Get to know Depression Geyser

by | May 30, 2019

Depression Geyser is a geyser sensitive to earthquakes. In this post, we’ll take a closer look at Depression Geyser and what to watch for when you’re waiting for an eruption.


Depression Geyser is located near Beehive Geyser on the lower part of the boardwalk loop around Geyser Hill. You can reach it by walking around toward the river behind Old Faithful Geyser until you reach the path that leads to the bridge across the river.


Named for how the geyser sits in a depressed area in the sinter (the rock formed by the silica in the thermal water), though it also seems to “get depressed” when there aren’t any earthquakes that jolt it back into action. From observations over the decades, it has been concluded that Depression Geyser does not share its water freely with other thermal features in the area.
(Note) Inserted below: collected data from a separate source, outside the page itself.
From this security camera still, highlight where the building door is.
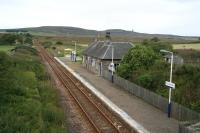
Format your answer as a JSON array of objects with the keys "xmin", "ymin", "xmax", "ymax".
[{"xmin": 99, "ymin": 62, "xmax": 102, "ymax": 76}]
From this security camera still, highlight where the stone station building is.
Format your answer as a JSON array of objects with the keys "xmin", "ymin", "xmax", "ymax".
[{"xmin": 82, "ymin": 40, "xmax": 133, "ymax": 75}]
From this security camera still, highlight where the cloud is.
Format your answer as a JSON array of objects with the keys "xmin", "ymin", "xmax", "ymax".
[{"xmin": 0, "ymin": 0, "xmax": 199, "ymax": 36}]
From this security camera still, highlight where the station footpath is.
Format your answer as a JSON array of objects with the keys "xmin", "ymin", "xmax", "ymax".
[{"xmin": 59, "ymin": 57, "xmax": 179, "ymax": 133}]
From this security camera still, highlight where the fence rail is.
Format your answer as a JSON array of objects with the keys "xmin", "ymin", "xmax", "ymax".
[{"xmin": 102, "ymin": 70, "xmax": 200, "ymax": 121}]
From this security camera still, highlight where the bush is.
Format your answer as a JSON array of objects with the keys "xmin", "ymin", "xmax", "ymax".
[
  {"xmin": 117, "ymin": 63, "xmax": 132, "ymax": 79},
  {"xmin": 56, "ymin": 41, "xmax": 63, "ymax": 45},
  {"xmin": 173, "ymin": 65, "xmax": 200, "ymax": 112},
  {"xmin": 43, "ymin": 41, "xmax": 53, "ymax": 48},
  {"xmin": 136, "ymin": 74, "xmax": 153, "ymax": 89},
  {"xmin": 52, "ymin": 46, "xmax": 56, "ymax": 50},
  {"xmin": 43, "ymin": 103, "xmax": 64, "ymax": 124},
  {"xmin": 12, "ymin": 45, "xmax": 38, "ymax": 55}
]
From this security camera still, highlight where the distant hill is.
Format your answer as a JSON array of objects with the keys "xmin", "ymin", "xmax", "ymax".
[
  {"xmin": 0, "ymin": 26, "xmax": 199, "ymax": 42},
  {"xmin": 1, "ymin": 26, "xmax": 143, "ymax": 36}
]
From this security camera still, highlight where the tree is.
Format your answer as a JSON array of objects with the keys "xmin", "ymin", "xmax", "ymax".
[
  {"xmin": 0, "ymin": 33, "xmax": 32, "ymax": 45},
  {"xmin": 142, "ymin": 38, "xmax": 173, "ymax": 53},
  {"xmin": 151, "ymin": 37, "xmax": 160, "ymax": 42},
  {"xmin": 0, "ymin": 34, "xmax": 17, "ymax": 44},
  {"xmin": 24, "ymin": 33, "xmax": 33, "ymax": 45},
  {"xmin": 117, "ymin": 45, "xmax": 159, "ymax": 79}
]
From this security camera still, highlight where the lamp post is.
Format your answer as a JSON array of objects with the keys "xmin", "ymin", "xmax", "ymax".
[
  {"xmin": 105, "ymin": 43, "xmax": 115, "ymax": 83},
  {"xmin": 72, "ymin": 41, "xmax": 77, "ymax": 62},
  {"xmin": 160, "ymin": 49, "xmax": 174, "ymax": 118},
  {"xmin": 111, "ymin": 44, "xmax": 114, "ymax": 83},
  {"xmin": 107, "ymin": 43, "xmax": 115, "ymax": 83}
]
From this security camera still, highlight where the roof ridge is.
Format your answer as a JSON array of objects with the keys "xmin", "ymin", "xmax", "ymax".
[
  {"xmin": 96, "ymin": 40, "xmax": 132, "ymax": 44},
  {"xmin": 112, "ymin": 42, "xmax": 130, "ymax": 43},
  {"xmin": 99, "ymin": 40, "xmax": 105, "ymax": 42}
]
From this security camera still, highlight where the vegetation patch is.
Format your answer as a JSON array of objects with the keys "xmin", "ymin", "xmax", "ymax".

Before an eruption, the water level in Depression Geyser cycles from overflowing to below overflowing. Some people watch a small spot in the overflow channel to keep detailed track of the amount of water overflowing. When the overflow is strong, watch for bubbles rising from the left side, as that’s the more common location to see the eruption start. However, there are two main vents, and splashes can come from either.

Moments before an eruption, those bubbles can increase, and the water level suddenly rises and floods the platform. After that, splashes from the eruption begin – unless it crashes. Some eruptions are quite strong and can reach up to ten feet. Others seem to barely turn over the water. Some eruptions have only the left vent active, others have both vents active. As the eruption continues, the water level drops in the crater. Some years, we see the eruptions finish with a right vent that joins in and sloshes the water around, sounding very much like a washing machine.

After the end of the eruption, water sits low in the crater and is still visible from the boardwalk. Depression will continue to cycle and slowly refill for the next eruption.


When jolted into more consistent action by an earthquake, it can be relatively easy to catch an eruption of Depression. Currently, though, we need more observations to know just how erratic it has become.